Indiana University

 

Indiana University (IU) will establish the National Center for Genome Analysis Support (NCGAS) in partnership with the Texas Advanced Computing Center (TACC). The NCGAS will be an innovative service center (core facility) that supports the national community of NSF-funded researchers who use genome assembly software, particularly software suitable for assembly of data from next-generation sequencers; large-scale phylogenetic software; and other genome analysis software requiring large amounts of memory. This center will be a general source of software support and services that will be provided on the Mason large memory computer cluster at IU, on the TACC Ranger system, and on the San Diego Supercomputer Center Gordon system.
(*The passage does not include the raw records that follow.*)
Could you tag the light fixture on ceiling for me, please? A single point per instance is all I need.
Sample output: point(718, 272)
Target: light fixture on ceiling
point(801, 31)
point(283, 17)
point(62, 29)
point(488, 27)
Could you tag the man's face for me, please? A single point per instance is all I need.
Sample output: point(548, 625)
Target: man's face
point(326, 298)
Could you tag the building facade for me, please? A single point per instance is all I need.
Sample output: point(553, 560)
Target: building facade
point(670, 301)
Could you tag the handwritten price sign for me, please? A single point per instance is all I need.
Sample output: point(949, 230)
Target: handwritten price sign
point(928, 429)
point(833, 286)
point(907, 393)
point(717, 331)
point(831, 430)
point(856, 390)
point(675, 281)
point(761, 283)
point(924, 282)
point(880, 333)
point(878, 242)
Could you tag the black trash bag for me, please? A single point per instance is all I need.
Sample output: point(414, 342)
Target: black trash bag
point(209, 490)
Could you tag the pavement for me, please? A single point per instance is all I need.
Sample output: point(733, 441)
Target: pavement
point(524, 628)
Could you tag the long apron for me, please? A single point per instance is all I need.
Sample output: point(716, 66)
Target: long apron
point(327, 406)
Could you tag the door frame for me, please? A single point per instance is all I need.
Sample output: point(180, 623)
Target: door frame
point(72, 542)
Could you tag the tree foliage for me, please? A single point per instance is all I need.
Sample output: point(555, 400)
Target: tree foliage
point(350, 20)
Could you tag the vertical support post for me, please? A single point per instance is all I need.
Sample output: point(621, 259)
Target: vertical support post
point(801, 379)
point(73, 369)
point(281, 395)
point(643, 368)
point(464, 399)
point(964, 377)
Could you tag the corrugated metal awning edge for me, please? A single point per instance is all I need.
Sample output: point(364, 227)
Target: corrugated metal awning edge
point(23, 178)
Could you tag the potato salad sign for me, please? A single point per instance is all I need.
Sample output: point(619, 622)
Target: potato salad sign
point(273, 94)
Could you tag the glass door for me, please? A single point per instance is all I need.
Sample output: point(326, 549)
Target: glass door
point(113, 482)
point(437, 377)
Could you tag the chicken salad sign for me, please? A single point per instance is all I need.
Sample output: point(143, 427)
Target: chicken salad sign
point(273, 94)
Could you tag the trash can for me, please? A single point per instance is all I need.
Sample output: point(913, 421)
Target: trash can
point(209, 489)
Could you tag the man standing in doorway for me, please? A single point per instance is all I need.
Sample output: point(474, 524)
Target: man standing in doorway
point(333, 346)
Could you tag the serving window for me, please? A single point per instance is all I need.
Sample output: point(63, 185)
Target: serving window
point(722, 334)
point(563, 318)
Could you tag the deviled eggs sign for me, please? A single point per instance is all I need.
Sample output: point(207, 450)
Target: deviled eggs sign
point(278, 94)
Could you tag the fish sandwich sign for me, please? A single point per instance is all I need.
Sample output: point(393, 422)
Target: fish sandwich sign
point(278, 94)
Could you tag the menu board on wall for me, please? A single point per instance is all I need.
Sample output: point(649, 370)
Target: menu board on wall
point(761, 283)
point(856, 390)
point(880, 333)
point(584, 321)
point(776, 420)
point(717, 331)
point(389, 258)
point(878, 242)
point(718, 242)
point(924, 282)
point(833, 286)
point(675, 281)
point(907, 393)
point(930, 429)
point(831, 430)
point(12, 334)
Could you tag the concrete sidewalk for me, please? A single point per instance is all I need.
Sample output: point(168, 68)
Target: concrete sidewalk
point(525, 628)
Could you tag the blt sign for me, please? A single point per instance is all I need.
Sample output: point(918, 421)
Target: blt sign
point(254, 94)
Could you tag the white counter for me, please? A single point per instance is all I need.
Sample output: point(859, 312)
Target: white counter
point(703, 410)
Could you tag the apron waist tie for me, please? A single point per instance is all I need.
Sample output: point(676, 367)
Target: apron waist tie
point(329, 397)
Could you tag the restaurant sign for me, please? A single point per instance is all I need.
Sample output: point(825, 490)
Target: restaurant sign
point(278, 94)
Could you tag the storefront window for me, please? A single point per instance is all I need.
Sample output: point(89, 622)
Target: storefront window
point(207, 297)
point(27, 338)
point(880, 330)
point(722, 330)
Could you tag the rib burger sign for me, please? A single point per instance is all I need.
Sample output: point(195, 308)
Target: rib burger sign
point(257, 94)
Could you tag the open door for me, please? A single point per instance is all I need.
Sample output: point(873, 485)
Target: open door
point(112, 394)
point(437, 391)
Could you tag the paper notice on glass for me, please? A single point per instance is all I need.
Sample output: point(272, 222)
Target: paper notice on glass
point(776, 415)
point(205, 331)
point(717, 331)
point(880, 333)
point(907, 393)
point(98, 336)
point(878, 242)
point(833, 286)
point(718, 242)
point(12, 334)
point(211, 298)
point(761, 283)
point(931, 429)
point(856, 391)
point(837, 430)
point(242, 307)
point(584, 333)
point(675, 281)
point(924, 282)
The NCGAS will provide the following services:

  • Support of use of genome analysis software on the above clusters.
  • Storage of submitted data sets and results for at least one year following analysis.
  • A repository of open source genome analysis software, including hardened, tuned, and optimized versions of particularly important open source software.
  • Support for use of this open source software, including extended, in-depth consulting for sequence analysis and tutorials and presentations on use of NCGAS services.
  • Implementation of a novel public/private service partnership in support of genome analysis and other biological research, on a fee-for-service basis as an alternative to commercial clouds.

These services will particularly support analyses of next-generation sequencer output in the following categories:

  • De novo assembly, which does not use a reference genome and requires that each read be compared to every other to find overlaps.
  • Metagenomic projects, which simultaneously sequence the combined genomes in an environmental sample such as ocean water or the human mouth.
  • Resequencing, where a closely related genome has already been completely sequenced and assembled.
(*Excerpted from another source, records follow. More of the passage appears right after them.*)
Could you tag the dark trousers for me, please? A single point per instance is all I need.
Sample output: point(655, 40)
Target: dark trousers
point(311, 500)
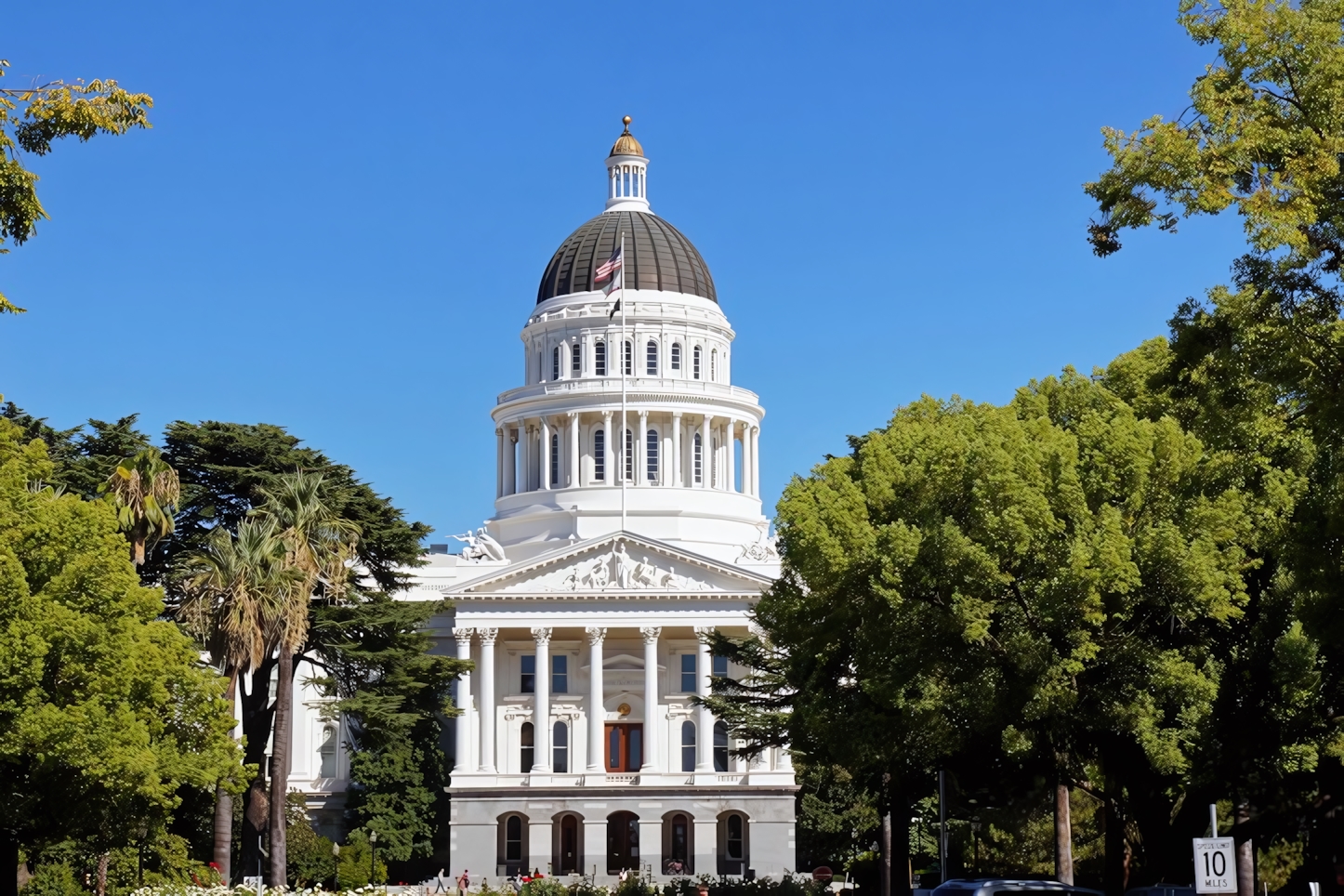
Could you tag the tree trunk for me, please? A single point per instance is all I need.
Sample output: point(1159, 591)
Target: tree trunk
point(280, 766)
point(258, 715)
point(8, 860)
point(1063, 836)
point(1245, 850)
point(885, 889)
point(225, 802)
We are in the midst of dramatic developments in genome sequencing capabilities, driven by availability of high throughput, low cost next-generation sequencers. The proliferation of data generation capabilities leads to new opportunities in biological discovery, such as studies involving complete sequences of a thousand humans or several complex microbial communities. There is, however, a rapidly growing gap between the ability to generate sequences and to analyze the resulting data. The NCGAS will develop innovative solutions to current needs in genome assembly and analysis. It will do so by establishing a core of experts and software tools to support such research on a variety of nationally funded cyberinfrastructure systems, and will add to the suite of available systems a large memory cluster ideal for this work. By developing a community of investigators and technologists and exploring new modalities of provisioning computational resources, such as ‘on demand’ computing, this project aspires to become a sustainable model for the ongoing, and increasing, need for sequence analysis.

Broader impacts: The NCGAS will advance discovery in genome analysis while promoting the integration of cutting edge research software tools in education. A key part of the broader impact of the proposed activities will be ‘disciplinary outreach’ – providing new resources and then informing and enabling practicing biologists to make use of these resources.

Intellectual merit: The NCGAS will enable biologists to assemble genomes that they cannot now assemble using industry-standard methods. The NCGAS will enable innovative and potentially transformative genomics research by providing tools and services that will enable new insights and important scientific discoveries.